Dijkstra's Algorithm in Google Sheets
2023-02-13 • 11 min read
In this article I will propose a possible implementation of Dijkstra's algorithm in Google Sheets using a single formula and without resorting to Google Apps Scripts.
We will first go over how the algorithm works to understand what it is exactly that we are trying to do and then I will propose a possible implementation. If you are already familiar with how the algorithm works, you can skip straight to the implementation.
How does the algorithm work?
The problem this algorithm aims to solve is to find the shortest path between a source node and all the other nodes in a weighted graph. It works by keeping track of the shortest known distance of all the nodes from the source node along with the last node via which the shortest known distance was achieved. We will keep track of this information in a 3xN table where N represents the number of nodes and 3 are the three rows: node, shortest distance (d), previous node (π).
Let's see an example. Consider the following graph:
We have to find the shortest path from node S to all the other nodes. We start by initializing the distance to S to 0 and the distance to all the other nodes to infinity.
Now starting from S we check the distances to reach the adjacent nodes and update the table.
Now we choose A which is the node with the shortest known distance among the unvisited nodes and update the table.

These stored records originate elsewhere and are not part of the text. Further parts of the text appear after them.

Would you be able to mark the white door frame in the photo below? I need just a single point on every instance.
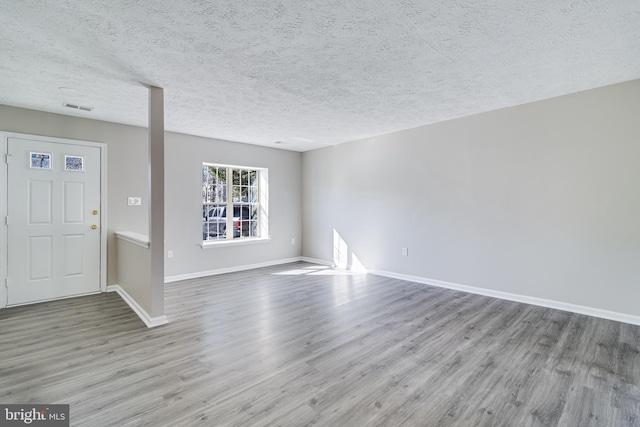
(4, 243)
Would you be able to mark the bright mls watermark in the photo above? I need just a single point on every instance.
(34, 415)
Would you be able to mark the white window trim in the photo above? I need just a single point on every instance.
(263, 214)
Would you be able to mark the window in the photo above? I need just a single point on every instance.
(233, 198)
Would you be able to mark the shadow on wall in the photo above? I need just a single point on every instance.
(342, 258)
(344, 262)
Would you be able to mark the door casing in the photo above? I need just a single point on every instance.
(4, 243)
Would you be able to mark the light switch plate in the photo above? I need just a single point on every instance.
(134, 201)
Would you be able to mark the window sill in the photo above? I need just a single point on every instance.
(209, 244)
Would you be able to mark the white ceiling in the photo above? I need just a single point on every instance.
(309, 73)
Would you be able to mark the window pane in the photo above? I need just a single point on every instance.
(213, 222)
(243, 200)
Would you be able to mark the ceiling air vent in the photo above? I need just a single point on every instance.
(77, 107)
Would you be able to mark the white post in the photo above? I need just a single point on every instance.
(156, 198)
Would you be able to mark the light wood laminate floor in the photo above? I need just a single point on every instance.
(299, 344)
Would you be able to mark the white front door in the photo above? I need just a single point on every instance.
(54, 226)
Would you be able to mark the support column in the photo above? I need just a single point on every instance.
(156, 199)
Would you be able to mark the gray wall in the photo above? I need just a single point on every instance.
(128, 173)
(539, 200)
(126, 163)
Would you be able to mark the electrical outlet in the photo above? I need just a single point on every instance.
(134, 201)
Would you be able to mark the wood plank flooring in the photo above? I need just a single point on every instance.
(300, 344)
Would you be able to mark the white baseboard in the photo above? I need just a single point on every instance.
(234, 269)
(317, 261)
(558, 305)
(151, 322)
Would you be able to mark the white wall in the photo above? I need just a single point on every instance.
(184, 155)
(126, 164)
(128, 173)
(540, 200)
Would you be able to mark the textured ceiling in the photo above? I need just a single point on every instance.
(308, 73)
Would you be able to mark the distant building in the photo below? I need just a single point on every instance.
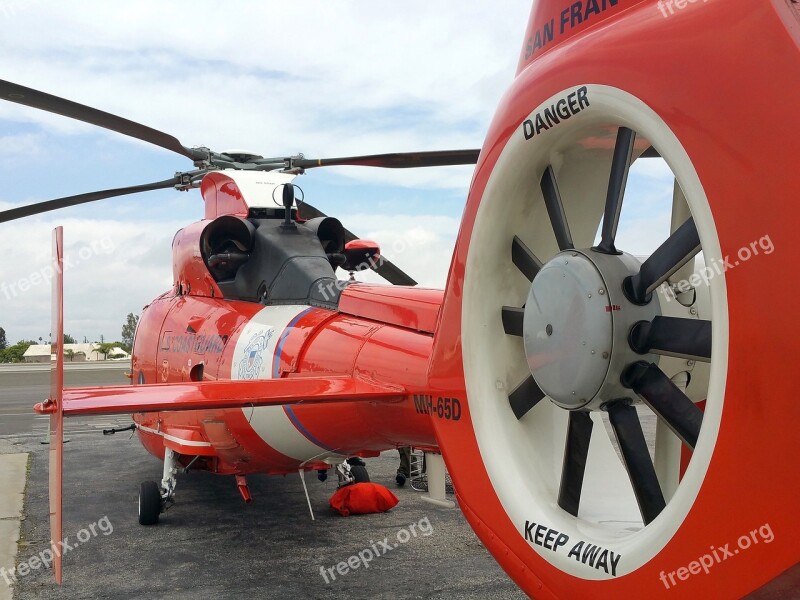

Now we choose E (which is the node with the shortest known distance among the unvisited nodes) and update the table.
We keep repeating this process until we have visited all the nodes. If we find a way to reach a node with a lower distance than what we have, we update the table to reflect that, similarly, if we find a way to reach a node with a greater distance than what we have, we keep the table as it is. Let's continue by visiting B.
And then H.
Going from H to E would cost us more than 5, so we only update the distance for G and proceed with visiting it.
The shortest known distance to reach D was 20 but we can reach D through G with a distance of 12 so we update the table to reflect that and proceed with visiting D.
From D we cannot go anywhere, so we leave everything as it is and proceed with visiting the remaining nodes starting from C since it's the one with the shortest known distance.
Now we visit F which is the remaining unvisited node.
Reaching B through F would cost us more than 6, so we leave the table unchanged.
And here's our final state:
If we remove the unneeded paths, we get the so-called "shortest-path tree":
Implementation
Generic implementation
For the implementation our goal is to generate the final table which has all the information we need for us to construct the shortest-path tree.
Let's start by transferring the graph into our spreadsheet. We will represent the structure of the graph using three columns: From, To and Cost.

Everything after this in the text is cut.